Tra testi e balli, inusuali per gli anni settanta e considerati audaci, attutiti nei focolari dalla vicina di pianerottolo quale viene vissuta la Raffa, non sembrano un evento capace di anticipare o essere già una nuova stagione. In fondo appena due anni prima, nel 1968, viene abolito il reato di adulterio e dopo anni di scontri “solo” introdotta la legge sul divorzio.

Quando Raffaella canta “da Trieste in giù” e “ad ognuno come gli va” il diritto di famiglia è ben lungi da essere riformulato (attende ancora 5 anni) e sono in vigore il delitto d’onore ed il matrimonio riparatore, abrogati nel 1981.

La rivoluzione dei costumi: il tuca-tuca

Raffaella Carrà quando balla il tuca-tuca viene sommersa dai malumori di Oltretevere verso cui sono molto sensibili i vertici Rai, ma nella terza puntata le basta un partner come Alberto Sordi per rasserenare gli animi.

La leggerezza contro la pruderie

È fatta: se la politica non sa, non può e non vuole superare le angustie di codici e pruderie, la Signora di Bellaria gliele canta ballando: col paese dalla sua.

L’esito del referendum del 1974 mostra quanto uno spettacolo definito leggero, disimpegnato, con tratti da osé casalingo, non ha solo precorso i tempi.

L’impegno sociale

La Carrà ospita, poi, il Presidente degli Industriali e riceve la richiesta di partecipazione di un operaio che vuol fare presente le condizioni di lavoro nella fabbrica del Presidente: il dipendente viene invitato in trasmissione e vede accolte le richieste che rivolge alla sua azienda.

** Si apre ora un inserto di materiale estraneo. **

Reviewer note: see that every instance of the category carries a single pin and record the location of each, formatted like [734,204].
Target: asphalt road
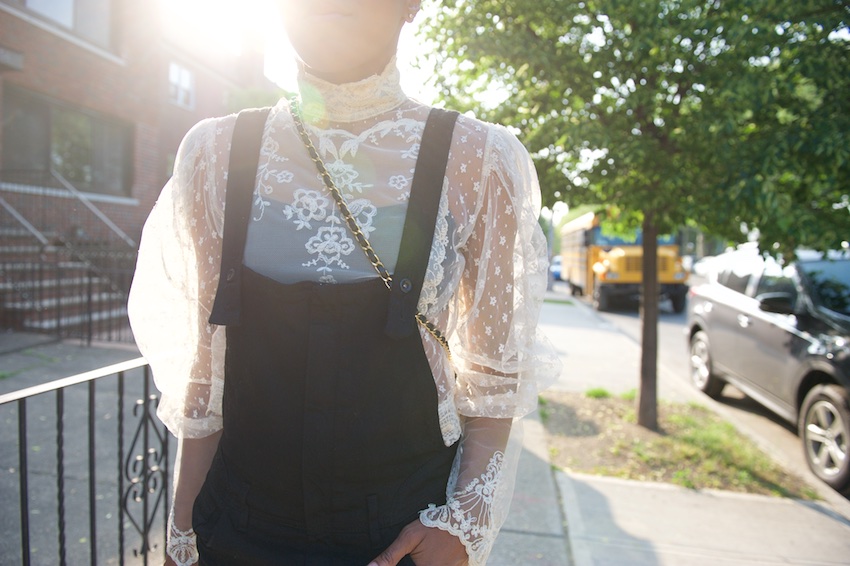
[774,435]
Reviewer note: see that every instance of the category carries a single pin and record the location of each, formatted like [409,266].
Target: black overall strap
[420,222]
[241,178]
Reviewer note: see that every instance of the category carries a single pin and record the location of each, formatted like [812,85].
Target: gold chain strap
[352,223]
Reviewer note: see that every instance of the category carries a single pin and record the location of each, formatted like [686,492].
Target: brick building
[95,96]
[101,92]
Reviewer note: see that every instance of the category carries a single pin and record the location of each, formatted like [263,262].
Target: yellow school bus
[609,268]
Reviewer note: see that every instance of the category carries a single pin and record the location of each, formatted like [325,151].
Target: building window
[91,151]
[181,86]
[91,19]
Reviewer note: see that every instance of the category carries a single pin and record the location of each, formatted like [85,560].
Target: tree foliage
[719,112]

Le trasmissioni di Raffaella Carrà non sono pure carrambate o tuca-tuca ma hanno anticipato la TV dei giorni a venire.

L’etica del pop

Una show girl non show girl ma una di famiglia, Raffaella Carrà è una trasgressiva rassicurante, capace di trasformare in leggerezza, fino a sfumare del tutto, l’ impegno ed il rigore nel proprio lavoro: l’etica del pop.